I came from a municipal police department, where I worked for 27 years. I know what city and village police are up against, and what support and assistance they need from the county sheriff. I have already met many of McHenry County’s police chiefs, and in time I intend to meet them all. Some municipalities have existing mutual assistance agreements and I intend to review them to see if they can be made stronger. Also, as a member of the board of Air-One Emergency Response Coalition, a not-for-profit organization which supports first-responder agencies with helicopter air-support, I will be in a position to assist municipal police chiefs with emergency assistance in time of need, such as natural disasters like tornadoes and floods.
What can be done to make the sheriff's office run more efficiently?
Reduce extravagant administrative spending. I have stated that I will immediately cut several high-paying and unnecessary administrative positions and will go through the budget and carve out other unnecessary positions, without reducing the number of uniformed officers or affecting safety. Another critical area involves the ongoing contract with the federal government in which the MCSO provides custodial beds for federal immigration prisoners. This is a complicated, high-dollar problem. My first step will be to ascertain whether this arrangement is still in the County’s best interest. I will seek assistance and cooperation from the County Board in sorting out this issue for the good of the taxpayers.
What can the sheriff's's office do to be more accessible to residents?
I have made volunteerism one of the keynotes of my campaign.

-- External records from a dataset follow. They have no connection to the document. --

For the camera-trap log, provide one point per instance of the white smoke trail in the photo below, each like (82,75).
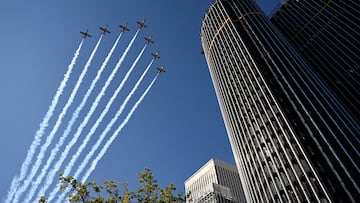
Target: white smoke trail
(101,117)
(109,142)
(116,133)
(50,137)
(40,132)
(50,176)
(65,153)
(111,123)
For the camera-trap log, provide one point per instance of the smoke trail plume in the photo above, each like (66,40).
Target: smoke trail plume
(40,132)
(111,123)
(64,154)
(50,176)
(116,133)
(56,126)
(101,117)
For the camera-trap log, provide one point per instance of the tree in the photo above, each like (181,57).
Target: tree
(147,192)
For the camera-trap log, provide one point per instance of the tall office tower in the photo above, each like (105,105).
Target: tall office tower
(216,182)
(327,34)
(292,138)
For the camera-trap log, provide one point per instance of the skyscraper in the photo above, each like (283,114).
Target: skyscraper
(327,34)
(292,138)
(217,181)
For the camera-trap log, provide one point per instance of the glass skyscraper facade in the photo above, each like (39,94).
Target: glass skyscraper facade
(327,34)
(293,139)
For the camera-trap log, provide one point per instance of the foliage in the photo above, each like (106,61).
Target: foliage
(147,192)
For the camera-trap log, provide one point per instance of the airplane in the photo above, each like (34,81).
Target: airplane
(161,70)
(85,34)
(104,30)
(124,28)
(155,55)
(149,40)
(141,24)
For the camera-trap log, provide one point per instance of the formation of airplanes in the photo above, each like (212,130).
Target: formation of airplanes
(149,40)
(155,55)
(161,70)
(104,30)
(123,28)
(85,34)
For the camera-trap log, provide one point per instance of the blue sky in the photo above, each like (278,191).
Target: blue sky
(175,130)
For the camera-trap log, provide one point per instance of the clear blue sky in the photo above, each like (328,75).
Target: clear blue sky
(176,129)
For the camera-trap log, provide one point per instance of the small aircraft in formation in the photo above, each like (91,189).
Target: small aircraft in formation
(161,70)
(85,34)
(155,55)
(149,40)
(104,30)
(141,24)
(124,28)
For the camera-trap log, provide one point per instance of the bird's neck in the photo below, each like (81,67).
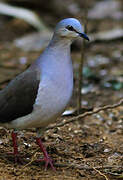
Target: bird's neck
(60,43)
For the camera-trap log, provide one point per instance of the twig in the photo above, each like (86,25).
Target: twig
(96,110)
(85,167)
(101,173)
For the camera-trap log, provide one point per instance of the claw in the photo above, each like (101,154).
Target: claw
(46,159)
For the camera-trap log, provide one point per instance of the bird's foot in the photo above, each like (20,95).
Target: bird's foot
(17,157)
(48,161)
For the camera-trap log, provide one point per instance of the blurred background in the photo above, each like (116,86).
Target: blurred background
(26,27)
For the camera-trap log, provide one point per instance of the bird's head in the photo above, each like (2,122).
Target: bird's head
(70,28)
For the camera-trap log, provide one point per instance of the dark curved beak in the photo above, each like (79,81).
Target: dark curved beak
(83,35)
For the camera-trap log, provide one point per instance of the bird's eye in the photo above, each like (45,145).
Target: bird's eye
(70,28)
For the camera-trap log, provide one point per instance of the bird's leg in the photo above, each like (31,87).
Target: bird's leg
(15,146)
(46,158)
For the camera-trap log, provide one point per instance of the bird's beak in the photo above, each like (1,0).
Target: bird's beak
(83,35)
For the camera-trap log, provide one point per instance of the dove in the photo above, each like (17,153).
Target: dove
(40,94)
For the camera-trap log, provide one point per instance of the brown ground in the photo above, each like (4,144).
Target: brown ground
(90,149)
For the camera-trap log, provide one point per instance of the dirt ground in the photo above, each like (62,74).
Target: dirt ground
(88,149)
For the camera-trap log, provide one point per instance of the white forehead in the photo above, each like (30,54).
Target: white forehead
(71,22)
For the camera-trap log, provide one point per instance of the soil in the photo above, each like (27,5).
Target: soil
(88,149)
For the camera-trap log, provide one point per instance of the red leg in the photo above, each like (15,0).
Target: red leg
(15,146)
(46,158)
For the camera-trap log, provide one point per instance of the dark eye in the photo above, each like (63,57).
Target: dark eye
(70,28)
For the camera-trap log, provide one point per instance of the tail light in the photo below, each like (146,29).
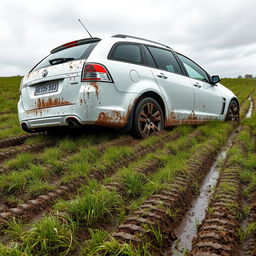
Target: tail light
(95,72)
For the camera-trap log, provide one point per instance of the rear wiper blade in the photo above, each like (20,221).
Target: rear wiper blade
(59,60)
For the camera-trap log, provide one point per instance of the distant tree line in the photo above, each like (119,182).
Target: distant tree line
(250,76)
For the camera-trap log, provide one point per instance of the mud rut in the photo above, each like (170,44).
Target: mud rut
(217,235)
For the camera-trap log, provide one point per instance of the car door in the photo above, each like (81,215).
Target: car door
(175,87)
(208,101)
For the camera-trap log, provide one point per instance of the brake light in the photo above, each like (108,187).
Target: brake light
(95,72)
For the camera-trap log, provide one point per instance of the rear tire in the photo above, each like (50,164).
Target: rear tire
(148,119)
(233,113)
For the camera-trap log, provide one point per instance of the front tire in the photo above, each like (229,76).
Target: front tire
(233,113)
(148,119)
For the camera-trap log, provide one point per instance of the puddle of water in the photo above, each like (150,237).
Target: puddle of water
(187,229)
(249,113)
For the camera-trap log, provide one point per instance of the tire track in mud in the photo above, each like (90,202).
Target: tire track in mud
(155,211)
(150,166)
(32,207)
(218,233)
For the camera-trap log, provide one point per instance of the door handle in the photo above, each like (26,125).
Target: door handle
(197,85)
(161,75)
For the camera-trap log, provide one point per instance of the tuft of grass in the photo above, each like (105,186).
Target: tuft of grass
(38,187)
(14,228)
(94,203)
(114,248)
(112,154)
(68,145)
(132,182)
(52,235)
(21,161)
(156,234)
(250,230)
(11,251)
(36,139)
(97,237)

I have always been a believer, and a participant, in volunteer programs, which I consider the glue that holds a community together. I developed and implemented volunteer adjunct programs in Des Plaines, and have actively volunteered myself in organizations like the Boy Scouts. As Sheriff, I will organize volunteer outreach programs that go beyond concepts like Neighborhood Watch to actively bring people of all ages together in ways that build community and encourage greater cooperation between law enforcement and those they serve. Not only will the Sheriff’s Office become more accessible to residents, they will feel they have an active stake in all the things the Sheriff’s Office does.
What is the most-pressing issue the sheriff's office faces?

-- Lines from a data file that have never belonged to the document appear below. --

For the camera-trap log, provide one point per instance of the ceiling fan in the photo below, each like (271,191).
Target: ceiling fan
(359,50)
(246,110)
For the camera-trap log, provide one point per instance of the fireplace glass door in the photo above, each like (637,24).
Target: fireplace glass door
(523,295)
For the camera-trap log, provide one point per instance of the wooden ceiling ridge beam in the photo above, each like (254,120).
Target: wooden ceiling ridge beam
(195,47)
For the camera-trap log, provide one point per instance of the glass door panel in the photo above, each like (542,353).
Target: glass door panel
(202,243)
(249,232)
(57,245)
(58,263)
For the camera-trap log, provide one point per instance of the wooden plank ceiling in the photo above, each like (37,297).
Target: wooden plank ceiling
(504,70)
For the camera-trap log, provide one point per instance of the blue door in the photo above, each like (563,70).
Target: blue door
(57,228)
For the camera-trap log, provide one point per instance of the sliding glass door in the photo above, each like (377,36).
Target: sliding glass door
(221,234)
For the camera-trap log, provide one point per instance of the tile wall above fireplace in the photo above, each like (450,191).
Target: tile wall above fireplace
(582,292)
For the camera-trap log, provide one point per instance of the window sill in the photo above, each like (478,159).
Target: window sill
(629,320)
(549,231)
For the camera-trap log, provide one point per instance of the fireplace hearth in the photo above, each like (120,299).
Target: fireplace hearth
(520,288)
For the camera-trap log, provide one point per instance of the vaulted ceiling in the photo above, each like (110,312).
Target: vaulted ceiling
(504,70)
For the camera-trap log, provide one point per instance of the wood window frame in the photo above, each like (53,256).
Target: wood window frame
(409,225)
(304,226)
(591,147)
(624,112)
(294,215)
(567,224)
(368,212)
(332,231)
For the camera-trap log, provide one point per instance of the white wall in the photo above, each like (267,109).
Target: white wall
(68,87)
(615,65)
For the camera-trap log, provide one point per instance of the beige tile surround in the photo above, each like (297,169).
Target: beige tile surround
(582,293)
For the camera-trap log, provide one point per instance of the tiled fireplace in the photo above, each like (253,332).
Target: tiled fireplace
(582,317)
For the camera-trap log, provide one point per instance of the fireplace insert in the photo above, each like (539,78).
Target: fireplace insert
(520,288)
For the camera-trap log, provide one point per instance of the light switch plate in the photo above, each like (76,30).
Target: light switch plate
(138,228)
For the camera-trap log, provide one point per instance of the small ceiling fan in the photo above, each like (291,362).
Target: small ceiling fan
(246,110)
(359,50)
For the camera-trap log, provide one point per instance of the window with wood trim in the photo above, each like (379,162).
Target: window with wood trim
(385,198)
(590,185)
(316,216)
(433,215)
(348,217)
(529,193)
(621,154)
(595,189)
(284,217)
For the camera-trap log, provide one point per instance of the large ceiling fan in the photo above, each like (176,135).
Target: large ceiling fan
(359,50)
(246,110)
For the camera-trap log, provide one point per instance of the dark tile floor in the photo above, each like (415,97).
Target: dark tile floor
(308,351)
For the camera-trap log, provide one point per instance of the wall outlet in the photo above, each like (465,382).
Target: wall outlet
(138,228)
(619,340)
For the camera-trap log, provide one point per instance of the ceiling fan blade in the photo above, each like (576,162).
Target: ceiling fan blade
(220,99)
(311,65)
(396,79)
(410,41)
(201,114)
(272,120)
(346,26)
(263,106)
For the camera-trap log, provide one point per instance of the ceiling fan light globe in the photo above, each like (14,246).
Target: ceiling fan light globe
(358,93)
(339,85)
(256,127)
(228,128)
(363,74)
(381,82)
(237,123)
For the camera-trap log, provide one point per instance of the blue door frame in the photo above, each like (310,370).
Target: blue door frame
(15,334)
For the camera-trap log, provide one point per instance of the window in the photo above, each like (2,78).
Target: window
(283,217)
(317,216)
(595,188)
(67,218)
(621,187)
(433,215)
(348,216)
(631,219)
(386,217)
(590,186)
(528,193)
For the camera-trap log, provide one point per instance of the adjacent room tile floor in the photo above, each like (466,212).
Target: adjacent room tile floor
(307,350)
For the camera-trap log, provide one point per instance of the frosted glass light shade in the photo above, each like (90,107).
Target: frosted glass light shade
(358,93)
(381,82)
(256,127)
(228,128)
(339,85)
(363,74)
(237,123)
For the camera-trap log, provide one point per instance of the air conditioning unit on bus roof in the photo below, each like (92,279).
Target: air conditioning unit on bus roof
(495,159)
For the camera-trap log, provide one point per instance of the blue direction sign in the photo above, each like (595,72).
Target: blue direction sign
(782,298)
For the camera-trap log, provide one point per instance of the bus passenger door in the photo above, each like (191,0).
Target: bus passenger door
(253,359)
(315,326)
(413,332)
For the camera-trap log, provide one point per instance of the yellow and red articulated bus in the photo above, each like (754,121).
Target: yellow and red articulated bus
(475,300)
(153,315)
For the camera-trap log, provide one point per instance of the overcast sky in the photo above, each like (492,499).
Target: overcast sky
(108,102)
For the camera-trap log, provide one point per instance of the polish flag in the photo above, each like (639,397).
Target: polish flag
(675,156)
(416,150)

Community credibility. From battles with other officeholders, to relentless crusades against employees who push back against clumsy and heavy-handed discipline, to Sergeants convicted of charges related to child predatory sexual acts, the Sheriff’s Office has developed a severe image problem in the community. We need to fix that, and that will be Job One. To address one aspect of this crisis, I will create an office of Internal Affairs that will be professional, impartial and create confidence among the public and the rank and file officers both.
How would you differentiate yourself from your opponent?
I have 27 years of experience in law enforcement, much of it on the administrative side. My opponent has only eight years, none of it supervisory or administrative in nature, and it ended 25 years ago. When he left the MCSO, computers were the size of microwave ovens and could only be found on desks. Now they are inside the squad cars and communicate wirelessly. The law enforcement field has come a long way, in other words, and while he was taking legal cases, I was moving up the command ranks and taking key roles in multi-jurisdictional task forces with state and federal agencies, like the DEA and U.S. Customs, using all the high-tech tools that police agencies can deploy these days. Not to mention the new management techniques developed over the intervening years. As well, there are dozens of new responsibilities and new laws police have undertaken in the interim, like all the new rules regarding Orders of Protection. They were all part of my daily routine at Des Plaines P.D. Mr. Harrison would have to learn them all from scratch, while simultaneously running the Office.